The pattern is in fact similar to the one we observed before: increasing the size of the ensemble \(N\) helps, but the improvements become smaller after a certain value of \(N\). You are strongly encouraged to verify this by repeating the above experiment with different train/test splits. Furthermore, a very good exercise is to explore what happens with the MSPE of the bagged ensembles (for different values of \(N\)) when the MSPE is estimated using cross-validation (instead of using a specific test set). Do it!

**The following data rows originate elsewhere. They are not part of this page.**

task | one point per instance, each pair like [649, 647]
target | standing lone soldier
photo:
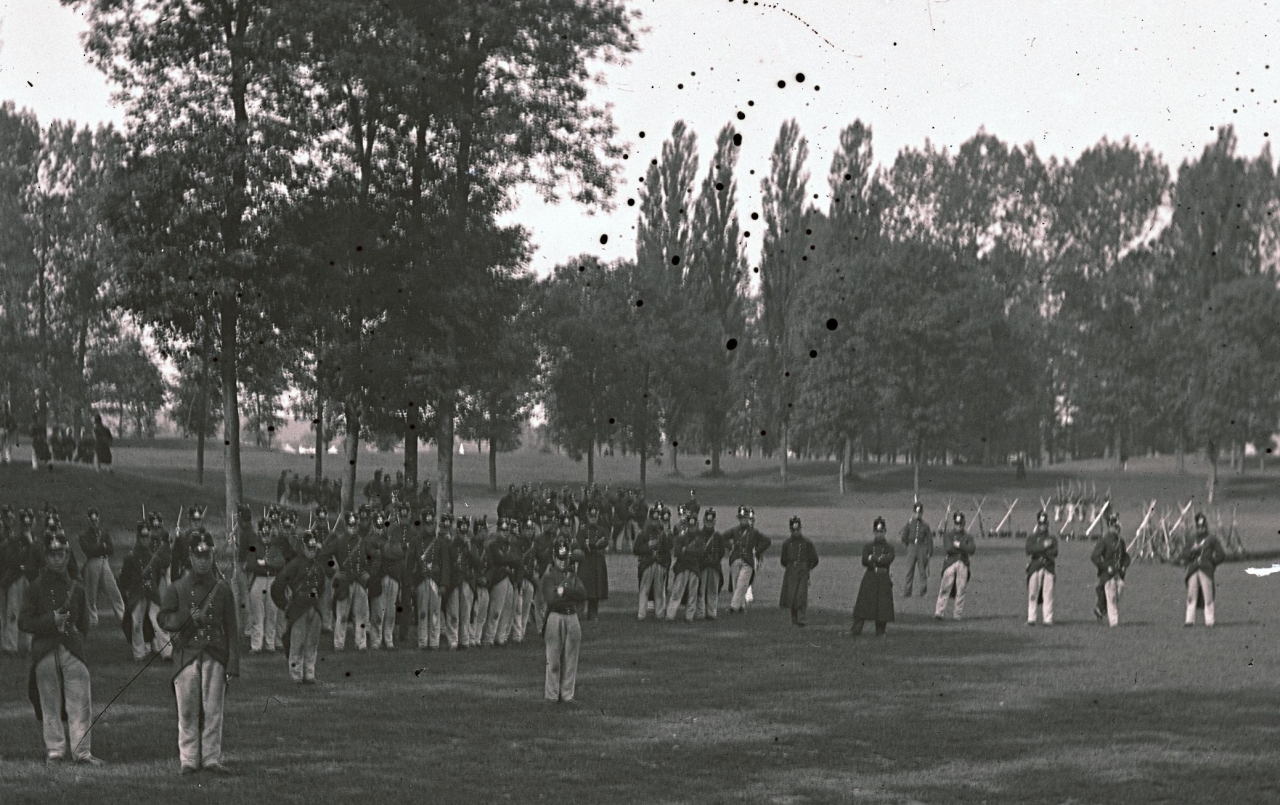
[1201, 557]
[712, 577]
[799, 557]
[745, 548]
[593, 539]
[200, 609]
[955, 568]
[55, 614]
[653, 556]
[1042, 549]
[563, 593]
[688, 552]
[298, 593]
[876, 593]
[1111, 558]
[101, 444]
[918, 539]
[97, 549]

14.1 More efficient, useful and elegant implementation

I will now illustrate a possibly more efficient way to implement bagging, namely storing the \(N\) trees (rather than their predictions on a given data set). In this way one can re-use the ensemble (on any future data set) without having to re-train the elements of the bag. Since the idea is the same, I will just do it for ensemble of \(N = 100\) trees. To simplify the comparison between this implementation of bagging and the one used above, we first re-create the original training / test split

set.seed(123456)
n <- nrow(Boston)
ii <- sample(n, floor(n / 4))
dat.te <- Boston[ii, ]
dat.tr <- Boston[-ii, ]

Now, let’s create a list of 100 (empty) elements, each element of this list will store a regression tree:

N <- 100
mybag <- vector("list", N)

Now, we train the \(N\) trees as before, but store them in the list (without computing any predictions):

set.seed(123)
for (j in 1:N) {
  ii <- sample(n.tr, replace = TRUE)
  mybag[[j]] <- rpart(medv ~ ., data = dat.tr[ii, ], method = "anova", control = con)
}

Given a new data set, in order to obtain the corresponding predictions for each tree in the ensemble, one could either:

  • loop over the \(N\) trees, averaging the corresponding \(N\) vectors of predictions; or
  • use sapply (check the help page if you are not familiar with the apply functions in R).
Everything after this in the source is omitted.